A romantic nationalist, Cusack is also reputed to have been associated with the Fenian movement. He is active in the Gaelic revival, initially as a member of the Society for the Preservation of the Irish Language which is founded in 1876, and later the Gaelic League who in 1879 breaks away from the Society. Also in 1879, he meets Pat Nally, who is a member of the Irish Republican Brotherhood and a leading nationalist and athlete. He finds that he and Nally agree on the influence of British landlordism on Irish athletics.
He would recall how both Nally and himself, While walking through Phoenix Park in Dublin and seeing only a handful of people playing sports in the park so depresses Cusack and Nally that they agree it is time to “make an effort to preserve the physical strength of [their] race.” Nally organises a National Athletics Sports meeting in County Mayo in September 1879 which is a success, with Cusack organising a similar event which is open to artisans in Dublin the following April.

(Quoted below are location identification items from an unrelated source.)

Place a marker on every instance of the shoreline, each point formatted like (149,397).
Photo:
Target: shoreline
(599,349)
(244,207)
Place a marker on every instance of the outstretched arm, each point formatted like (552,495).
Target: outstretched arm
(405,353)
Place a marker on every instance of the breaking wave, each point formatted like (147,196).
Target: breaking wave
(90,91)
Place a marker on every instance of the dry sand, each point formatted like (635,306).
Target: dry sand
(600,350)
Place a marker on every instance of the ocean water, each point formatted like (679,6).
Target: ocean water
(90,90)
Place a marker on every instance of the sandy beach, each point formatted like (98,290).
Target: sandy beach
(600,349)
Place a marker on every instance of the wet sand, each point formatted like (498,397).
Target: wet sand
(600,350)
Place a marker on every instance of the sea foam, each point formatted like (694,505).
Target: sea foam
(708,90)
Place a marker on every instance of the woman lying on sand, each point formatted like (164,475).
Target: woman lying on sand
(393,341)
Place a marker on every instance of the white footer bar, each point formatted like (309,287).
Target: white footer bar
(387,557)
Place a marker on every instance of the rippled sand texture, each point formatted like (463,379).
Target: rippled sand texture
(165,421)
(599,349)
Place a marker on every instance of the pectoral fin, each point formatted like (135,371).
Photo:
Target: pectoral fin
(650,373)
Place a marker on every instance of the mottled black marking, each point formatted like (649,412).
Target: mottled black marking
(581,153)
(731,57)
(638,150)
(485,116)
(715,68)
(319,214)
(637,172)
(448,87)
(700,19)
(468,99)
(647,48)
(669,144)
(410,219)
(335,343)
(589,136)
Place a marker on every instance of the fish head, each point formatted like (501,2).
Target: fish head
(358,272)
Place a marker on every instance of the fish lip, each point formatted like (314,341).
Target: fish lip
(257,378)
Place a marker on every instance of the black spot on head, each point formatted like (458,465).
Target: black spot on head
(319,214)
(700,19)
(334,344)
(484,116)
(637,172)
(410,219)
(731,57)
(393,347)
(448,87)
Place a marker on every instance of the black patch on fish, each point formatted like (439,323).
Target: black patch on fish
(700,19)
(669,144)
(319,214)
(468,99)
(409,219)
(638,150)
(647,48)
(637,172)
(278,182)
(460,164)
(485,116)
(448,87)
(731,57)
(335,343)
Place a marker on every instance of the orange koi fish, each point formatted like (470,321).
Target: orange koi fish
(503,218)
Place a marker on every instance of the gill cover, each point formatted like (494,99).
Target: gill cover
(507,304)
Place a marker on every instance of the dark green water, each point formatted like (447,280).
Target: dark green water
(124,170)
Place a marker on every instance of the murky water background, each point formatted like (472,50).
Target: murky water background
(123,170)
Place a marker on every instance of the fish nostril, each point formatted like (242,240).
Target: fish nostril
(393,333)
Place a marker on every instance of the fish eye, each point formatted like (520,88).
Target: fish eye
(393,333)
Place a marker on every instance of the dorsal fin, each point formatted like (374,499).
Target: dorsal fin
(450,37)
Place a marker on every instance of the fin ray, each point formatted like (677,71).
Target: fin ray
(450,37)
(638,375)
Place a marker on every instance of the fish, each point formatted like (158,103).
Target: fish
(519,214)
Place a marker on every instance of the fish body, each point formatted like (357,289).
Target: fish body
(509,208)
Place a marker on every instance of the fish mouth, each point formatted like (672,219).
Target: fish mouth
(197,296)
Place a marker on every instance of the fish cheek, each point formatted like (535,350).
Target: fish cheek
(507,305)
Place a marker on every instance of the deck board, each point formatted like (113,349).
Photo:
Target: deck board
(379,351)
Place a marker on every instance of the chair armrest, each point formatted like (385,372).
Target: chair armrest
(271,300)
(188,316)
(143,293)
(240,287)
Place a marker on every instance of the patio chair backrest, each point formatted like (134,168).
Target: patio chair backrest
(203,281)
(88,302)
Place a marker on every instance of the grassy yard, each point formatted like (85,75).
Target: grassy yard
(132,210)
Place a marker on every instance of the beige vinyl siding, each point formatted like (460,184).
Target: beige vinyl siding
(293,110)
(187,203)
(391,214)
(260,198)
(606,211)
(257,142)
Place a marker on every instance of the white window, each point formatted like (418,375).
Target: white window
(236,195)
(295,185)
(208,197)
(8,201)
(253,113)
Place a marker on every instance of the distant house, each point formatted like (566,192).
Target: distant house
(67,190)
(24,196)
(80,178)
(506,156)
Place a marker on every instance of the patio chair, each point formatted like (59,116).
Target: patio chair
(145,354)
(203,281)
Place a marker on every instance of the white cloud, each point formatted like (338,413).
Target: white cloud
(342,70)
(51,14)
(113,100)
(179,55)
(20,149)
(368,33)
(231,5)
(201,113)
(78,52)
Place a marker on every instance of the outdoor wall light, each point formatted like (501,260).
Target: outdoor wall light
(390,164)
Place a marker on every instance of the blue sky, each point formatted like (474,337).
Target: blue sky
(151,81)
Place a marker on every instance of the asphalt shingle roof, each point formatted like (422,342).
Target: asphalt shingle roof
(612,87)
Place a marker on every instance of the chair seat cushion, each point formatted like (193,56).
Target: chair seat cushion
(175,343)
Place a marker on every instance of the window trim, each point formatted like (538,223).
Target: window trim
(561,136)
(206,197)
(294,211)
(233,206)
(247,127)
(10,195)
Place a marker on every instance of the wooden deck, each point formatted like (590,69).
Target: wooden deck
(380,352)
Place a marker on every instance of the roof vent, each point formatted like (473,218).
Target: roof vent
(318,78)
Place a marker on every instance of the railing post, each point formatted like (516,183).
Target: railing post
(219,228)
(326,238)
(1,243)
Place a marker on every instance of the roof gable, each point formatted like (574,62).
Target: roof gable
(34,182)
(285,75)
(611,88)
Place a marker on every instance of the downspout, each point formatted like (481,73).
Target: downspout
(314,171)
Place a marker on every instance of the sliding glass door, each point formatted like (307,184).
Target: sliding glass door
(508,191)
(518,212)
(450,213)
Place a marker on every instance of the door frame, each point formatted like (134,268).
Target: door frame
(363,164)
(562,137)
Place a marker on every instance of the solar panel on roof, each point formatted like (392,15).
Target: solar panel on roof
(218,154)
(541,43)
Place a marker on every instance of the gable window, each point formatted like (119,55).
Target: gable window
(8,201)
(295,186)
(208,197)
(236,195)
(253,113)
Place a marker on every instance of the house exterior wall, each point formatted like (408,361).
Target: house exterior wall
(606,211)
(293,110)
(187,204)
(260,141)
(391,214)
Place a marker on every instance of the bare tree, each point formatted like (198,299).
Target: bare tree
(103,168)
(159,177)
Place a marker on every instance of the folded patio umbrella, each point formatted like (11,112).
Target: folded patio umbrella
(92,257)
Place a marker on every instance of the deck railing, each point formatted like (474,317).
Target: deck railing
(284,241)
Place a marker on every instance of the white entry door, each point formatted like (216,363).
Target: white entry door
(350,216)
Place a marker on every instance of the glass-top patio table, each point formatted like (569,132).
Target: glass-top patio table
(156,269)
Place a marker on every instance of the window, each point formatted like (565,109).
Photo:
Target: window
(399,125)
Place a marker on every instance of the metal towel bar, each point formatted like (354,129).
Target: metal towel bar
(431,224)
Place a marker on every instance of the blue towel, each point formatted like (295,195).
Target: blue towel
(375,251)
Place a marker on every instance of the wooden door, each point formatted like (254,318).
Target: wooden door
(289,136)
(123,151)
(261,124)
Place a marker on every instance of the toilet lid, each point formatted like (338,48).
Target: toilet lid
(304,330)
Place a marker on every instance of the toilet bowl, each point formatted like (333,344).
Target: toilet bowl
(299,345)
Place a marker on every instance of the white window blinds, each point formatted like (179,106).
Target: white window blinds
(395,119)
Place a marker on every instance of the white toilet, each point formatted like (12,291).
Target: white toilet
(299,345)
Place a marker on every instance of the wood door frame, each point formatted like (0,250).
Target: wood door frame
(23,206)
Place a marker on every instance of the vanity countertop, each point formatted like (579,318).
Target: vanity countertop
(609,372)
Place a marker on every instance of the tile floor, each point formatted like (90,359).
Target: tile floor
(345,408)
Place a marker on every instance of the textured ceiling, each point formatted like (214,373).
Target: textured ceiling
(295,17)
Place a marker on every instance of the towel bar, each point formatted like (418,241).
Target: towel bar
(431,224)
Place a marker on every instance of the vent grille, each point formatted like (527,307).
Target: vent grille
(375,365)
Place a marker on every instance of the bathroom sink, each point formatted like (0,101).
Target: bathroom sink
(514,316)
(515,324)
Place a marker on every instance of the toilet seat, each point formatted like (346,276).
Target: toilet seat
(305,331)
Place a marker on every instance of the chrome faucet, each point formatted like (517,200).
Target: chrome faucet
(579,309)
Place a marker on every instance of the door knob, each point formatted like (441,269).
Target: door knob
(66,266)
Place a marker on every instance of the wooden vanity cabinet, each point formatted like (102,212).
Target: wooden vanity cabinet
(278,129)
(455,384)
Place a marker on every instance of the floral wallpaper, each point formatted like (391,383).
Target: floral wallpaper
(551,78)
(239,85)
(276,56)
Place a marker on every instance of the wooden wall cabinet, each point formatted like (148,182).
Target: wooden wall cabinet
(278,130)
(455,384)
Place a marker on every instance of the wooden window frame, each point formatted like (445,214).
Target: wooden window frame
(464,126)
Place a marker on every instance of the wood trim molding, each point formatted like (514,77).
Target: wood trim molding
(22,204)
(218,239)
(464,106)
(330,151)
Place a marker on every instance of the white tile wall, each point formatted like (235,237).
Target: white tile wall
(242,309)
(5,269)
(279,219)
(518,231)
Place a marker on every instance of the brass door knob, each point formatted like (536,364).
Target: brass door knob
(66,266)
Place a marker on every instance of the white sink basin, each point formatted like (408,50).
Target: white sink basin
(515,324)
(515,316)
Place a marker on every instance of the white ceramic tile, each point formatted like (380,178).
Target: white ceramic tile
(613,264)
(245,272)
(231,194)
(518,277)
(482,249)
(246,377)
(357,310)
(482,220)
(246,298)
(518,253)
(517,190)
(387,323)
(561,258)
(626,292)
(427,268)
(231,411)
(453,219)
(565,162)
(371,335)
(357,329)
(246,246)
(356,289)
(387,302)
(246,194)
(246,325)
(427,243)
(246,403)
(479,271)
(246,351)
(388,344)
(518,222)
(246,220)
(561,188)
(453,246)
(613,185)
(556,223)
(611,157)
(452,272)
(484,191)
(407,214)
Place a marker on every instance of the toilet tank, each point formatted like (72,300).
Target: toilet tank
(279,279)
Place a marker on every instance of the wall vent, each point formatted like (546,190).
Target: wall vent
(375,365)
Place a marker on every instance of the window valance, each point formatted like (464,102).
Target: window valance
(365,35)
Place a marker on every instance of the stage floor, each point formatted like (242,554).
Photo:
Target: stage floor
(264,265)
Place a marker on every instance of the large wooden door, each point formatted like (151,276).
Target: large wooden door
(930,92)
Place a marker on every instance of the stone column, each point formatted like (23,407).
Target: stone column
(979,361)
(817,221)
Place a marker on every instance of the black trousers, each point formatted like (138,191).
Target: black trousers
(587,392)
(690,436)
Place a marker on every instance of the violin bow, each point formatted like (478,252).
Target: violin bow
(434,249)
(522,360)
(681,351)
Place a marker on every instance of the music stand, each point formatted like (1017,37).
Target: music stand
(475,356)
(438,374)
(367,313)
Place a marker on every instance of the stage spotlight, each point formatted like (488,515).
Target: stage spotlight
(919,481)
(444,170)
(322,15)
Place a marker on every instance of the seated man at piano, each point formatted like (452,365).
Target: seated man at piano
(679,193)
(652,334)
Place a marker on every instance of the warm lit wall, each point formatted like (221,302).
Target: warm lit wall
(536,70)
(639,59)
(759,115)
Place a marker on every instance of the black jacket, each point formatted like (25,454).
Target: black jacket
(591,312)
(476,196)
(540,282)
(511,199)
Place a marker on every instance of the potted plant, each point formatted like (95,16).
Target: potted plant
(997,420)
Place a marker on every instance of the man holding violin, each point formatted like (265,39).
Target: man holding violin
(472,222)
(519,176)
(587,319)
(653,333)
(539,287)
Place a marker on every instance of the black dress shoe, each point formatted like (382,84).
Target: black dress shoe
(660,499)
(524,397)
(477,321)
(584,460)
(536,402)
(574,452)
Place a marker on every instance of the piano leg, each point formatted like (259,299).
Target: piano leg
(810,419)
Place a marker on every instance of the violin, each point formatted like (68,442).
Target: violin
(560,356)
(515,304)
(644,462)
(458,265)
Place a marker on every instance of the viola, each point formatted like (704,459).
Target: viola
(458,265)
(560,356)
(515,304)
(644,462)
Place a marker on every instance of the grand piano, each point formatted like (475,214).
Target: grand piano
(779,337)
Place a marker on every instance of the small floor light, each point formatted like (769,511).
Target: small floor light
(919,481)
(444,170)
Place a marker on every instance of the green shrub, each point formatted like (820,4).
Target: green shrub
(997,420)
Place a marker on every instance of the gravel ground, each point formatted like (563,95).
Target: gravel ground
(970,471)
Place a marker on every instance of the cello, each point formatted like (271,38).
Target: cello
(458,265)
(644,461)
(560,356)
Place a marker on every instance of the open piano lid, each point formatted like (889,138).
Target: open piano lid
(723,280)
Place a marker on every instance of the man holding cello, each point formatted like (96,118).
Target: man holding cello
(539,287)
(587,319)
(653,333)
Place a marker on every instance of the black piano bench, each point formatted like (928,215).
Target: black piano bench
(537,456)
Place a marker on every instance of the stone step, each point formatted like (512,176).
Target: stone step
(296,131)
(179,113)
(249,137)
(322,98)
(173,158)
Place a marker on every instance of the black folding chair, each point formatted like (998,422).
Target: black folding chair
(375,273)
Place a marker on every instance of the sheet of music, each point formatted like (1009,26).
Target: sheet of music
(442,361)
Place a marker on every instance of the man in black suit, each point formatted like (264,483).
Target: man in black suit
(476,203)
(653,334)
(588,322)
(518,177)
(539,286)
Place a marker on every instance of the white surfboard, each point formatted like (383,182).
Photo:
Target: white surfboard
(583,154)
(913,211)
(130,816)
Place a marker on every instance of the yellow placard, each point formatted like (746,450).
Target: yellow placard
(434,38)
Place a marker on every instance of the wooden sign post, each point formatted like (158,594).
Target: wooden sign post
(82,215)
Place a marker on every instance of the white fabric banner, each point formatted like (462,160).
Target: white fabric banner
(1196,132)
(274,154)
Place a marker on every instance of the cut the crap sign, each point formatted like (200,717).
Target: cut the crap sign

On November 1, 1884, Cusack together with Maurice Davin, of Carrick-on-Suir, County Tipperary, calls a meeting in Hayes’ Commercial Hotel, Thurles, County Tipperary, and founds the Gaelic Athletic Association (GAA). Davin is elected president and Cusack becomes its first secretary. Later, Archbishop Thomas William Croke, Archbishop of Cashel & Emly, Michael Davitt and Charles Stewart Parnell become patrons. Cusack also becomes involved in the Irish language movement, founding The Celtic Times, a weekly newspaper which focuses on “native games” and Irish culture.
Michael Cusack dies in Dublin on November 27, 1906 at the age of 59. He is buried in Dublin’s Glasnevin Cemetery.